> I believe the only level of test coverage that's worth it is 100% of the lines you want to be covered.
This statement I vehemently disagree with. It seems like the kind of thing someone would hit you with as an excuse for why testing isn't useful at all because it's not perfect. I have found in my experience that simple end to end tests give me the best bang for my buck, and even a test suite that covers 80% of the code is pretty good.
To paraphrase from the Google code reviewer guide: No code is perfect, just try to make it better than it was.
100% test coverage doesn't tell you if you have race conditions, security problems, or networking issues. 100% test coverage doesn't matter much in distributed systems, where you can individually test each component to 100% but still have the system not work as a whole. 100% coverage doesn't mean you're checking that all your returned results are verified and what they should be.
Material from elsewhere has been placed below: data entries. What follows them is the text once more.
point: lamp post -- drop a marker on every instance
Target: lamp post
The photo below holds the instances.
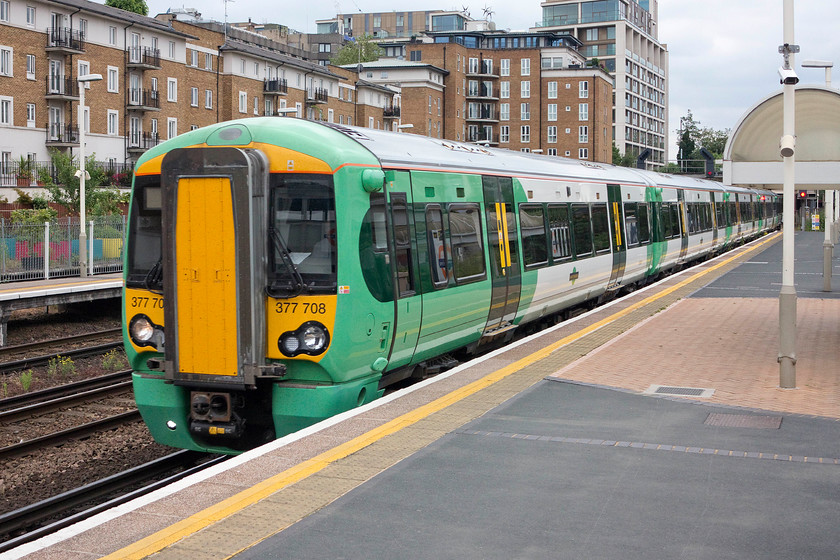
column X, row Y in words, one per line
column 82, row 174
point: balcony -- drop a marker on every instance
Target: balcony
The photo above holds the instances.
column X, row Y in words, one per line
column 142, row 58
column 66, row 40
column 140, row 142
column 58, row 87
column 276, row 86
column 316, row 96
column 485, row 114
column 143, row 100
column 60, row 135
column 484, row 91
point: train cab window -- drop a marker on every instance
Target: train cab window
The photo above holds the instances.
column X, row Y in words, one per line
column 600, row 228
column 438, row 246
column 582, row 227
column 465, row 233
column 532, row 227
column 144, row 225
column 303, row 238
column 561, row 238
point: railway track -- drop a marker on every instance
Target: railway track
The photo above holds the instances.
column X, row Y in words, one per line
column 32, row 522
column 8, row 365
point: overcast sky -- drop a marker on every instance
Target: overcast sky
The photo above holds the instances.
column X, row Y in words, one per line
column 723, row 53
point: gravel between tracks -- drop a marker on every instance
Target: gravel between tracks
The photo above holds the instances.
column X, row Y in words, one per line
column 47, row 473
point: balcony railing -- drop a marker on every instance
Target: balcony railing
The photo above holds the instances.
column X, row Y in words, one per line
column 143, row 57
column 143, row 99
column 59, row 87
column 62, row 134
column 66, row 39
column 316, row 95
column 276, row 86
column 140, row 142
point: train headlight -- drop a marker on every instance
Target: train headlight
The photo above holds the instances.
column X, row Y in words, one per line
column 311, row 338
column 144, row 332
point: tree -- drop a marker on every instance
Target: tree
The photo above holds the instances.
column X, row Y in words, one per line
column 362, row 49
column 136, row 6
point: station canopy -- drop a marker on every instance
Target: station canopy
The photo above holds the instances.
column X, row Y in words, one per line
column 752, row 158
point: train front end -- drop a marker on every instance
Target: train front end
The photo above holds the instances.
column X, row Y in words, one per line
column 236, row 325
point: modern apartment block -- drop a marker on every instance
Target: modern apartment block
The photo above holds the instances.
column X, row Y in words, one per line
column 160, row 78
column 528, row 91
column 623, row 36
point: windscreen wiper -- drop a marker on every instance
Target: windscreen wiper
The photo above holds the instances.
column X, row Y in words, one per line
column 297, row 285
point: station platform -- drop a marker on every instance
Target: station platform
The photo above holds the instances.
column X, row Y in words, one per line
column 29, row 294
column 558, row 446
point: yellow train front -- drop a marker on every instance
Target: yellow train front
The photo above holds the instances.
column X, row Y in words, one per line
column 231, row 292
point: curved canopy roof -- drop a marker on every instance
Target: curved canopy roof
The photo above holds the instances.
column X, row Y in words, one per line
column 751, row 156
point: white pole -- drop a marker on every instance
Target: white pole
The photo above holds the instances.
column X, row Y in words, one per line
column 82, row 233
column 787, row 294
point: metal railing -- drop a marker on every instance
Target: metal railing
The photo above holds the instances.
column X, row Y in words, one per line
column 51, row 250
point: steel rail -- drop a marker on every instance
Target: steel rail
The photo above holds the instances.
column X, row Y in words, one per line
column 29, row 446
column 31, row 518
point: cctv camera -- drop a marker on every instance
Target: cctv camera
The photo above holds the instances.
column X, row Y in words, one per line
column 788, row 77
column 787, row 146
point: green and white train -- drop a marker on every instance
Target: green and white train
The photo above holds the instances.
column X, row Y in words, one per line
column 280, row 271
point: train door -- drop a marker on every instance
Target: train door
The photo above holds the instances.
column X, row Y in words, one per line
column 408, row 308
column 504, row 255
column 683, row 217
column 213, row 204
column 619, row 240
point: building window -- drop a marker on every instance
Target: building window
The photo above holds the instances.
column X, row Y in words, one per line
column 6, row 111
column 113, row 122
column 504, row 111
column 6, row 61
column 583, row 134
column 113, row 79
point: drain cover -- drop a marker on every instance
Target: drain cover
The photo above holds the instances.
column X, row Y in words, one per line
column 743, row 421
column 679, row 391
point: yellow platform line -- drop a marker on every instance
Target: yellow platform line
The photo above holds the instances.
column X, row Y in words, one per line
column 172, row 534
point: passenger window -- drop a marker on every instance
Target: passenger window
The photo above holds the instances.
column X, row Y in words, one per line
column 438, row 253
column 558, row 224
column 583, row 230
column 467, row 251
column 600, row 228
column 532, row 226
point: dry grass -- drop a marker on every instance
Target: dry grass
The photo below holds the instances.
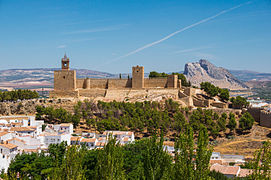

> The problem with having a goal that is not 100% is that it leaves room for interpretation and negotiation.
By handing out edicts like these, you're taking away tools like negotiation and common sense and replacing them with blanket rules. Time is a finite resource and test coverage is only one small part of testing. Going from 95% to 100% might take more time and provide less value than other kinds of testing and other concepts (like UX, or market fit, where you test that what you're building is usable and useful).
Just because you answer all the questions right on the test doesn't mean you have perfect knowledge of the situation. Thinking such is hubris and leads to errors/defects.
By excluding lines and saying only make sure you cover what you're testing you're intentionally making blind spots. Just let the coverage number be what it is. Look at your coverage reports. Check the coverage of key components.
> I think it is a perfectly fine decision to exclude some code from coverage if the tests are too expensive to write (because of the required setup for instance).
No, no, no, no, no x a million. This is the fallacy that if you unit test each component, then when you put it together it's perfect because each part is perfect. You still have to do integration tests and complicated setup tests. If a test takes a long time, try to make it shorter, don't try to avoid testing it. Anything you avoid testing is where bugs will nest and code will churn.
To sum up, most of the important, complicated, and hairy bugs are not found by unit testing. It is the simple bugs that are found by unit testing. These are important to get out of the way because a system with a thousand cuts can still kill you, but in no way is 100% coverage and tests passing mean anything other than 100% coverage and tests passing.
Thanks for the detailed answer! I have answered some of your points and some of the points made in the comments below in the article.
The article might have been perceived as more dogmatic than it meant to be. It is actually, I believe, a pretty pragmatic position. I tried to clarify the wording here and there, let me know if you still disagree with the point I'm making.
### 100% test coverage does not mean you're testing everything right.
Absolutely - this point is explicitly stated in this article. I even give an example situation showing how just checking the test coverage leads to missing an important test.
100% test coverage does not make your code invulnerable, and it should evidently not be your only metric. This article is only about the test coverage metric.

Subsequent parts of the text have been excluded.